Stocks were also 79 billion cubic feet, or 2 percent, below the 2011-2015 average, the first time in 2016 stocks had fallen below the five-year average. (reut.rs/2hRYRuJ)
The enormous glut of gas left at the end of the winter of 2015/16 has been erased by the very low prices which prevailed through most of 2016.
The number of rigs drilling for gas in the United States fell to its lowest level for more than a quarter of a century in August 2016 as producers scaled back work on new wells.
Meanwhile, the combination of above average temperatures from the end of May through September and low gas prices encouraged record gas combustion by electricity producers.
The U.S. gas market has been tightening consistently since April as production has fallen and consumption has soared.
The full extent of the tightening has been masked until recently by the unusually mild start to the 2016/17 heating season. (“U.S. natural gas prices caught in the crossfire”, Reuters, Oct. 31 )
Unusually warm weather last summer, which caused gas stocks to rise much more slowly during the injection season, lingered into autumn, causing stocks to start drawing down later than normal. (tmsnrt.rs/2hS1D3a)
Concerns about storage space running out resulted in a sharp drop in prices during the second half of October and the first half of November. (“Hedge funds cut bullish bets on winter fuels”, Reuters, Nov 15 )
But the arrival of the first blast of much colder than normal weather in December and a second cold spell forecast in early January has shifted attention back to the underlying market tightness.
Enormous draw downs in gas stocks in the first three weeks of December have underscored just how much tighter the market has become.
Gas stocks fell in December much faster compared with 2015 than can be accounted for by the cold weather alone. (tmsnrt.rs/2hS9WM3)
Stocks fell by an extra 144 billion cubic feet in the first three weeks of December after adjusting for temperatures.
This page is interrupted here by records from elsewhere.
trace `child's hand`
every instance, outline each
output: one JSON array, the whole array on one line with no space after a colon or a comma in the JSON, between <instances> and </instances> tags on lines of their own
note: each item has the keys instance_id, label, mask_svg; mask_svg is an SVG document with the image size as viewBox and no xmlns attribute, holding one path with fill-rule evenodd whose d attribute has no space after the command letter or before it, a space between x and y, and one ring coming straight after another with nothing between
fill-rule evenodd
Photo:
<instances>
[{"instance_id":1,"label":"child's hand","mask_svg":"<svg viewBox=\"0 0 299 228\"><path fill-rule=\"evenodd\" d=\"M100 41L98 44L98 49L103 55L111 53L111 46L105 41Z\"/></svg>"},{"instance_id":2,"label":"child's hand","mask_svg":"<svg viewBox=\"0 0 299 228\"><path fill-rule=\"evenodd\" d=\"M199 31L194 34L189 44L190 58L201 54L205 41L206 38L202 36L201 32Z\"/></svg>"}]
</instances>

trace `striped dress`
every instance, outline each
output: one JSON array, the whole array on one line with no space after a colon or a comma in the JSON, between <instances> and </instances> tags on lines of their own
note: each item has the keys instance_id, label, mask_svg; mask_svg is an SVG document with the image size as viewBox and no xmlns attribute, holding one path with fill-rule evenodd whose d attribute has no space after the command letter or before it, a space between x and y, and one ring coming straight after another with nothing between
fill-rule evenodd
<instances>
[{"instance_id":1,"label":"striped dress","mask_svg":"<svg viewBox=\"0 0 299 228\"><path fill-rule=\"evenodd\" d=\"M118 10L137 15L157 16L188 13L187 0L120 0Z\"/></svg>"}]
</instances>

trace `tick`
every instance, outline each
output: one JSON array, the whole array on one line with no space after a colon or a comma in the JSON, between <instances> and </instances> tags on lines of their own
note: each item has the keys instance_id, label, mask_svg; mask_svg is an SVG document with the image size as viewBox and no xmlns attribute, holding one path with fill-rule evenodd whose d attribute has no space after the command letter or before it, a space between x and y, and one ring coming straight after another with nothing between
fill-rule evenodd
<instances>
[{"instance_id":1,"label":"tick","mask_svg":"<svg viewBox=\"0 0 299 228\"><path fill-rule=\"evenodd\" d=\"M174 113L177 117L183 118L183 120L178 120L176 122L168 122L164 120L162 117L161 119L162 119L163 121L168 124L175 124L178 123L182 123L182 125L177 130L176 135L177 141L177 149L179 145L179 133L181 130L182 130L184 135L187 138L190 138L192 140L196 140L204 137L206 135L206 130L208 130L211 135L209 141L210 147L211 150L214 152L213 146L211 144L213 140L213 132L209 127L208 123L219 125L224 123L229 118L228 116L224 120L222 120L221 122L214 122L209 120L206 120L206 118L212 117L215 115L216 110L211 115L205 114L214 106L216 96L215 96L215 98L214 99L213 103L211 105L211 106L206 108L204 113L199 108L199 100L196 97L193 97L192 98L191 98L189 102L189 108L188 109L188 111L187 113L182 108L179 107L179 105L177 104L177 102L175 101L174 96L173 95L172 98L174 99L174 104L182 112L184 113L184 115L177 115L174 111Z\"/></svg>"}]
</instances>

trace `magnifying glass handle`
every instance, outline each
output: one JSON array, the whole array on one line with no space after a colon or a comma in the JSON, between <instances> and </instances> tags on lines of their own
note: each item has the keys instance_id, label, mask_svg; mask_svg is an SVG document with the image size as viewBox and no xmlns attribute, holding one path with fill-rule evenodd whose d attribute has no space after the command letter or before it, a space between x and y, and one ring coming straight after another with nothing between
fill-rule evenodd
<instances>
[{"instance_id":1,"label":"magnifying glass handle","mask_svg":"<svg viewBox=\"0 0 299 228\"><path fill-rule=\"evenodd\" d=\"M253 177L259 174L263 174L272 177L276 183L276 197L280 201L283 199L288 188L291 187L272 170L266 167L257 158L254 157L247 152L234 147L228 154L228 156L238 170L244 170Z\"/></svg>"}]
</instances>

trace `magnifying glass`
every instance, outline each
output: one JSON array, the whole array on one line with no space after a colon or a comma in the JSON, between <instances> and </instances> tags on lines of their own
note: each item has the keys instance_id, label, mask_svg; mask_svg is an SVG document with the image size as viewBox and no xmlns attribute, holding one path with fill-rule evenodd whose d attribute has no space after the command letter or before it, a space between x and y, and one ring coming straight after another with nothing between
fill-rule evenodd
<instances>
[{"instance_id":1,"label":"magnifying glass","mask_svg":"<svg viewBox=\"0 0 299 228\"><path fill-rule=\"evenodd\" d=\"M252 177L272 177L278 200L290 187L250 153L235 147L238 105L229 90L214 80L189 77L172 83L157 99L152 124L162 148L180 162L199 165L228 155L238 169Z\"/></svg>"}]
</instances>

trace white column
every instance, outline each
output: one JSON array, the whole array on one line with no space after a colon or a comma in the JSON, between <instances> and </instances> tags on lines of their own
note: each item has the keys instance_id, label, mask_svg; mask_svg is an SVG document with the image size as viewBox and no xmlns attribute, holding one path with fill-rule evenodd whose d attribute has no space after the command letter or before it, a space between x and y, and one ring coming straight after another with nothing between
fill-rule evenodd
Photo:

Stocks have now fallen below the five-year average even though heating demand so far this season has been 18 percent below the long-term average. (tmsnrt.rs/2i9V0qF)
Gas drilling has picked up in response to rising prices, with the number of rigs up from a low of 81 in August to 132 at the end of the year, according to oilfield services company Baker Hughes.
The much larger increase in oil-well drilling since May will also increase gas supplies through the production of more associated or casinghead gas.
But gas consumption is also set to rise this year as another 11.5 gigawatts of gas-fired power generating capacity is installed by the end of 2017. (“New wave of power plants is fuelling U.S. gas demand”, Reuters, Oct. 4 )
Super-efficient combined-cycle gas turbines (CCGTs) are displacing smaller, older, less-efficient and less-flexible coal-fired power plants. (“Old and worn out, U.S. coal-fired power plants easy prey for gas”, Reuters, Nov. 14 )
So gas prices will need to be higher on average during 2017 to sustain increased drilling and curb gas consumption by reducing the number of hours run by CCGTs.